Why is my printer streaky even with full ink?
Full ink and streaks together almost always means a clogged or partially blocked printhead, or an airlock stopping flow in one channel. It can also be a misaligned head laying passes with tiny gaps between them. Run a nozzle check, then a cleaning cycle if lines are missing, and an alignment if the streaks are fine and regular.
What causes evenly spaced horizontal lines?
Regularly repeating horizontal bands (banding) come from the paper feed stepping unevenly, a head that needs aligning, or a "draft/economy" mode printing too few passes. On a laser, evenly spaced marks that repeat at a fixed distance point to a defect on the drum or a roller.
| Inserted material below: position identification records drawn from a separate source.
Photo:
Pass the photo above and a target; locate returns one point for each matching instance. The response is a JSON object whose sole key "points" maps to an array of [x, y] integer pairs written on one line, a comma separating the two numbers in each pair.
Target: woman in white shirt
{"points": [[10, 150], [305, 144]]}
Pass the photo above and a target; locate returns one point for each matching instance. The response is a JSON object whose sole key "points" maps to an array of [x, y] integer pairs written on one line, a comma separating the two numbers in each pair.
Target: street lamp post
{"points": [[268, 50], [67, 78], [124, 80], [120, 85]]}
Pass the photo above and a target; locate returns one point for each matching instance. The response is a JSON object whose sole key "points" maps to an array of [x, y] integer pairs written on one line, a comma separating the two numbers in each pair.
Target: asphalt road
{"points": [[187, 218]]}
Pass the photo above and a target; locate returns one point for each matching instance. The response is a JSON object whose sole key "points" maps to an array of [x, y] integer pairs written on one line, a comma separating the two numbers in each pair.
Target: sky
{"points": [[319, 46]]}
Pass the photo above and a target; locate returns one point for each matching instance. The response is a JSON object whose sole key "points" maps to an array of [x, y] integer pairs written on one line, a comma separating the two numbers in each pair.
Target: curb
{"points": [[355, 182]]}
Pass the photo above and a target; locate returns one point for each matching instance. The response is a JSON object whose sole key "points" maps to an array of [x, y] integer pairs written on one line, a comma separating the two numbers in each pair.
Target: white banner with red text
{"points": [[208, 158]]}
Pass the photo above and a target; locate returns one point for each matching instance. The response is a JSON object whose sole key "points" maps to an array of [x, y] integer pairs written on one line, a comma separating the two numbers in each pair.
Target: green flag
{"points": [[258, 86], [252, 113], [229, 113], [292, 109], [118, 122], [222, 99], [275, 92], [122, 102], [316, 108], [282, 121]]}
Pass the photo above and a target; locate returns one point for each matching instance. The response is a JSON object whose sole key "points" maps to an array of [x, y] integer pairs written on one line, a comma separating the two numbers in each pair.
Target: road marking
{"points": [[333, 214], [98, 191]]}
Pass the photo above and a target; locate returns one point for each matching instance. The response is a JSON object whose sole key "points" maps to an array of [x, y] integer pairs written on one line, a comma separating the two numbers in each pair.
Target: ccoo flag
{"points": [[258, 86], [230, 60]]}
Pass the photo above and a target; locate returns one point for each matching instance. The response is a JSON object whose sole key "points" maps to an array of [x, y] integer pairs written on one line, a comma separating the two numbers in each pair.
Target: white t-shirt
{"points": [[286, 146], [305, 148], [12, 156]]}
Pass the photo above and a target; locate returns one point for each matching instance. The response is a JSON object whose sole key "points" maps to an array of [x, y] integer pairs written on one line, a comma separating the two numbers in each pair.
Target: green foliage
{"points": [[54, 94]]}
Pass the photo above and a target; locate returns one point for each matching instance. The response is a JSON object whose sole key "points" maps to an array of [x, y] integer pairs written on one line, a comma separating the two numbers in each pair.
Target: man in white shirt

My laser print is faded or streaky — what is different?
Lasers do not clog. Overall fading usually means low toner (rock the cartridge side to side to redistribute it and buy a little time) or a toner-save/economy setting. Vertical white streaks suggest a toner path blockage or worn drum; marks repeating at a fixed spacing point to a scratched drum or dirty roller that needs replacing.
How do I fix streaks on glossy photo paper only?
If plain paper is fine but photos streak or look faded, the driver’s paper-type setting almost certainly does not match the paper. Selecting the correct glossy/photo media tells the printer to use more ink and the right pass pattern. Also confirm you are printing on the coated (printable) side.